A tool to check benchmark is within threshold up or down OR a tool for no change
See this comment for details on the idea for a tool within threshold up or down.
I was curious if it would be possible to add a tool for no change?
The use case is that I want to ensure that this benchmark is unchanged up or down and if there is ANY change at all in either direction I want an alert and fail.
Basically if the Ratio isn't 1 then alert/fail.
customNoChange? customEqualIsBetter?
This sounds like more of a test than a benchmark surely?
I mean... sure it is a "test", but isn't that the point of having the feature of "fail on warning"?

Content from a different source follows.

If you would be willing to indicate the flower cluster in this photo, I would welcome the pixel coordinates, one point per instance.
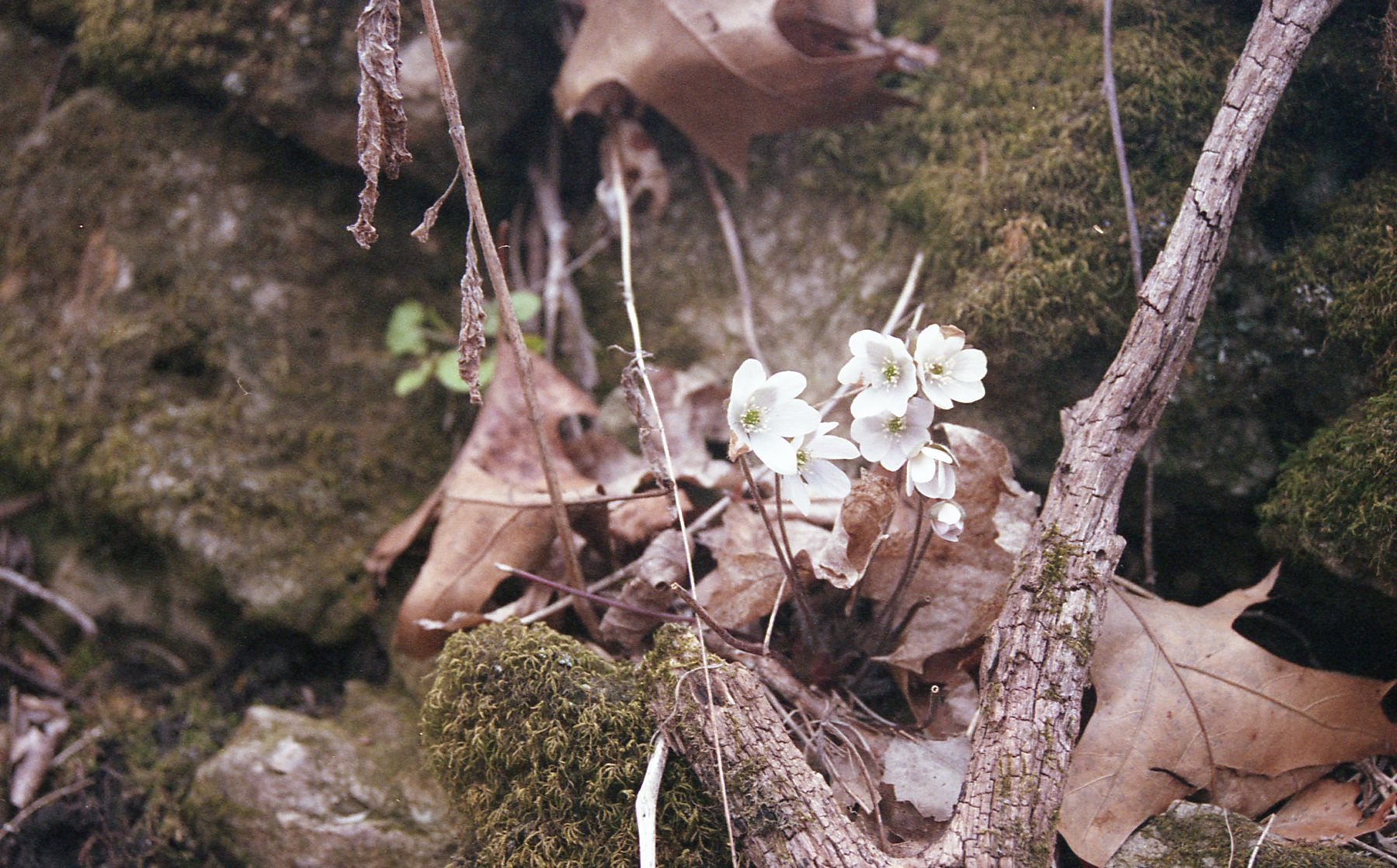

But fair ok, maybe "No Change" is unreasonable, i just thought it might be easier to implement considering how it is coded right now. Maybe something more useful from a benchmark perspective would be a tool that would warn if it exceeds a threshold, up or down. To me, it seems like it would be helpful if changes in either direction of a certain amount could indicate some kind of abnormality that should be brought up.
Use case: We are benchmarking the amount of chunks in our js bundle over time. Smaller is indeed better but if it drops from like 54 to 2 that probably indicates that something is wrong and should at least be addressed.
hey @kealjones-wk
I don't understand why you would need a new tool for that. Wouldn't it be sufficient to set alert-threshold to 100?
If I understand correctly, this issue actually points out a couple limitations in the current architecture: For a given tool, you lock in "higher is better" or "lower is better" for all tests. However, a single test could actually output several metrics, such as throughput and latency. (YCSB does this, to name one example.)
The solution here would be to extend BenchmarkResult with optional metric and direction:
{
name: "benchmarkname",
metric: "throughput",
direction: "higher_is_better",
unit: "trx/s",
....
If the above was supported, it would not be necessary to add a new tool just because you want a different direction for lower_is_better, or you want different alerting semantics.
Finally, yes, I too have found that alerting both on regressions and improvements is best practice. In the best case the improvement is real and was intentional. If so, it is good to verify that the improvement actually is there. More often than not, improvements actually are bugs and the reason the benchmark got faster is because it isn't doing anything.